Table Read

Table Read

Author Toni Tipton-Martin strikes up a conversation about food, race, and love.

Dedicated “for us all,” there is a message for everyone in The Jemima Code: Two Centuries of African-American Cookbooks, a book that explores and celebrates the contributions of African-American women—and a few men—to American cuisine. Written by food writer and cookbook author Toni Tipton-Martin and published by UT Press, the book won this year’s James Beard Award for Reference and Scholarship—the culinary industry’s equivalent of a Pulitzer—and the American Librarian Association named it one of the best books published by university presses last year. Tipton-Martin, who also previously partnered with UT Elementary to teach kids about healthy eating, spoke with the Alcalde about why the book resonates.

Alcalde: Congratulations on the awards. What has this recognition signified to you?

Toni Tipton-Martin: I see the James Beard Award and other accolades as indications that the industry is broadening its interest and respect for new voices representing Southern and American cooking. There is a debate in the food world about appropriations and who created what first. I’m not interested in tearing apart a history that is so tightly woven between the black women and the white women who were in the kitchen together. What I am interested in is creating an opportunity for us to have a seat at the table and for our voices to be heard. This doesn’t require the unraveling of someone else’s history, or removing a seat. It simply means that we need to all squeeze in and make more room.

table-read-2More books, blogs, and restaurants are popping up that celebrate African-American cooking, like The Cecil in Harlem and Afro-Vegan by Bryant Terry. How does The Jemima Code fit into this larger dialogue?

Now there are more voices contributing to the conversation. With the rise of social media, young people are tracing, exploring, and sharing their history and are no longer bound by the limitations of what a publisher will publish or what a newspaper will interview them about. That said, the authors featured in The Jemima Code have been doing this for years. In 1948, the editor of Ebony magazine gathered recipes from 1,000 middle-class readers to prove  that urban poverty and the rural South didn’t exclusively define the African-American culinary experience.

Ten years later, the National Council of Negro Women, an advocacy group in Washington, D.C., had the same motive. The fact that these new voices are now conspicuous is influenced by the fact that they have a platform that those who came before didn’t have.

In the book you write: “And they also salved wounds, nurtured spirits, and imparted wisdom over steaming plates of nourishment.” In an era of fast food and dieting,  have we lost some of this connection between food and love?

As we move away from this idea that one cooks as the expression of the heart, it becomes something you just do every day at five o’clock, or it’s this elaborate practice of creating architectural food that lacks the warmth of someone who stood in the kitchen, stripped all of the corn off the cob for you, and then milked that cob to make sure you got every ounce of nutrition out of it.
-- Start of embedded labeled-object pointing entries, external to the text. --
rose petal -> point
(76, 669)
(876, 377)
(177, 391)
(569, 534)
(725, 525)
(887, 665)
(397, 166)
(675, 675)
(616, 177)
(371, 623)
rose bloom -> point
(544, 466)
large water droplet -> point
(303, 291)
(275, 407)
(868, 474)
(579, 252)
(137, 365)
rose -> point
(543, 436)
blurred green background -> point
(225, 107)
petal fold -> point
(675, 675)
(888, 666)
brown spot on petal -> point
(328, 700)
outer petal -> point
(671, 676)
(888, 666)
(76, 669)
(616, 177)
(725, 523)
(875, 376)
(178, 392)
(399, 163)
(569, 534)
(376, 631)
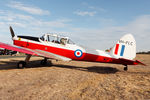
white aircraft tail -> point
(125, 48)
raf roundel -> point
(78, 53)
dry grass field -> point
(74, 80)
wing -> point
(34, 52)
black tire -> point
(125, 68)
(21, 64)
(43, 62)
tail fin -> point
(12, 32)
(125, 48)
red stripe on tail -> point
(116, 49)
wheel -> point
(125, 68)
(21, 64)
(43, 62)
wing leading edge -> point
(34, 52)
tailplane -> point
(125, 48)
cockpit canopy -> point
(56, 39)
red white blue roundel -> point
(78, 53)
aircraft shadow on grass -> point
(8, 65)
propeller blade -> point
(11, 31)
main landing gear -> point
(126, 68)
(44, 62)
(22, 64)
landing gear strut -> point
(44, 62)
(125, 68)
(22, 64)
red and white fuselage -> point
(73, 51)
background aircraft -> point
(62, 48)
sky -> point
(95, 24)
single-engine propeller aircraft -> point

In the chapter on domestic servants in The Jemima Code, these women had to not only put a hot meal on the table for their employers, but in their own homes, too. They were working women who were also raising children. Yet there are descendants of these women who describe with great love and affection the meals that were made for them, saying, “We didn’t even realize we were poor.” These women could have easily gotten frustrated, given up, and thrown food on the plate, but they didn’t.

Where do you see reviving cultural heritage fitting into the dialogue about how to improve health and the way we eat?

I believe that when individuals are healthy in body, spirit, and mind, they create a healthier community, which leads to a healthier world. We all get so caught up in the business of our day and we don’t think we have time for cooking. It didn’t take anything for an ancestor to take a sweet potato, stick it in a fire, and wait for it to roast. We can do the same thing.

The foods on the list of the healthiest things that you can eat are associated with the traditional African-American diet—dark leafy greens, sweet potatoes, whole grains, very little meat, watermelon—foods that we have been propagandized into avoiding so that we will consume the fast foods that are put in our communities.

I’m trying to get people to also see women and men featured in The Jemima Code as sources of healthier living. There is a mental health component to restoring our pride in our community, but the book also speaks to the physical aspect of health, too.